Which makes me wonder why in the world we're running a deficit to do things like forgive student loans when the unemployment rate sits at 50-year lows?

I'm not talking about a presidential candidate's proposal to wipe the slate clean at some date in the future. I'm pointing out income driven repayment (IDR) programs in place today. Under these programs, borrowers can commit to pay a portion of their income toward their student loans for 10 to 20 years (the details depend on their employment) and any balance left over is "forgiven" by the federal government.

I put "forgiven" in quotes because the debt doesn't disappear, it's transferred to you and me, the American taxpayers.

The worst part is that most people joining IDR programs aren't struggling young people who racked up some debt during undergrad; they're people who went to graduate school, which is much more expensive and you can borrow to pay for living expenses in addition to tuition and fees.

The numbers are staggering.

The Congressional Budget Office (CBO) recently reported that American taxpayers will be on the hook for just over $200 billion in forgiven student loans over the next 10 years. It's worth noting that in 2011, we were expected to cough up $1.4 billion, a number that had ballooned to $11.5 billion by 2016.

By the end of the decade, the CBO expects 81% of the IDR participants to be graduate students, with an average of $92,000 in loans.

No one's minding the store. No one is saying "no" to the schools or the borrowers. And they have no reason to shut this off themselves. Schools are raking in billions, and students don't care, because after a certain level, the money doesn't matter.

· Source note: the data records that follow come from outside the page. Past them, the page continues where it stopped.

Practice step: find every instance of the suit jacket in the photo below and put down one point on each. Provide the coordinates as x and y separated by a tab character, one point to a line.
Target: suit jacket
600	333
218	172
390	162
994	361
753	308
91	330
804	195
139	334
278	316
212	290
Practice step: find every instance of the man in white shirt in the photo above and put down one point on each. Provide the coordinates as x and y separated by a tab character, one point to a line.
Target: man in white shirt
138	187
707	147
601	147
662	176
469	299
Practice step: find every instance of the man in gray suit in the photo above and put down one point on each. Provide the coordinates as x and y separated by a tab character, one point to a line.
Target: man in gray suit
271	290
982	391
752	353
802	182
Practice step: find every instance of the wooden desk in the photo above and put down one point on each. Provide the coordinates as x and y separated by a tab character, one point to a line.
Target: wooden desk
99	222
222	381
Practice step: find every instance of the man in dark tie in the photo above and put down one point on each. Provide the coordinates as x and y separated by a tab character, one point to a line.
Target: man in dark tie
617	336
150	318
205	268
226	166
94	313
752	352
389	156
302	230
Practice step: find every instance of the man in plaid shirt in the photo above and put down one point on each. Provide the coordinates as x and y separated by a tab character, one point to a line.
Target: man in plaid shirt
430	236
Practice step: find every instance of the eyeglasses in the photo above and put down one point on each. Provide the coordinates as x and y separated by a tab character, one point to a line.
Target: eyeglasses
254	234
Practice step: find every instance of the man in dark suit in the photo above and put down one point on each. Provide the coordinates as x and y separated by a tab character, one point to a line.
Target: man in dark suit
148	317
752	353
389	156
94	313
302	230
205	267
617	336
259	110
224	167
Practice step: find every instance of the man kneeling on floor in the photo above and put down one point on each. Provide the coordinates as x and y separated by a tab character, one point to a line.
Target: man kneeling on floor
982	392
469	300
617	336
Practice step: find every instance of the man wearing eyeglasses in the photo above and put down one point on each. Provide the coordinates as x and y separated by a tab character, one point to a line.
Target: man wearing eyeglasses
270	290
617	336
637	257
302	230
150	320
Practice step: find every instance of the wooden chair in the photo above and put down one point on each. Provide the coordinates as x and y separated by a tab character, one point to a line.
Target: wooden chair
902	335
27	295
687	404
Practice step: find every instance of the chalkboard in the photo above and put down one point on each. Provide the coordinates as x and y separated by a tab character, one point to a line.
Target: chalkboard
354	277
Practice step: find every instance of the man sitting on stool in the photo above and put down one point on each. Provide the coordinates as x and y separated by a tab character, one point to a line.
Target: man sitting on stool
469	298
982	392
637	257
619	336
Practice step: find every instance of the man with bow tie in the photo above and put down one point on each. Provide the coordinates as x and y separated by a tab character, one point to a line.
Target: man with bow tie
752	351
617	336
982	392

If you're in graduate school pursuing your master's in social work, then I applaud you for dedication. But I also understand that you won't make much money. (And you should understand that, too!) If you plan to enroll in an IDR plan after school, then you know that the most you'll ever pay toward your student loan is 10% of your income each month. At $60,000 per year, that's $500 a month.

With that as a backdrop, where's the motivation to hold loans to a minimum? As long as your borrowing exceeds the balance by one dollar that puts your loan payments over $500 per month, then you might as well borrow $1,000, $100,000, or even $200,000 more than that, because your payment will never change. Grad students who expect to be in IDR programs would be crazy to do anything other than borrow all they can. Why work during school when you can simply borrow more and hand the bill to taxpayers?

It's a mess of a system that's made worse by the complicated nature of the law and regulations surrounding it.

Through last June, the Department of Education reported it had processed 102,051 applications for loan forgiveness under income-based repayment plans. The department approved 1,216 and rejected over 100,000. Most were kicked out because their types of loans don't qualify, even though their loan servicer confirmed that they did.

So now we have tens of thousands of borrowers who made payments according to the law as explained to them by their servicers, who now owe the principal and interest they didn't pay, as well as interest on those amounts.

I've got an idea. How about we kick IDR programs to the curb completely, require schools to bear the weight of graduates who don't pay back their loans, and make the legal requirements for any program clear enough to be understood by an eighth-grader?

Of course, that would require an act of Congress, whose members are otherwise engaged in political infighting for re-election… which always seems to be the case.

While they fight, our debts pile up. One day, those debts will drown us all.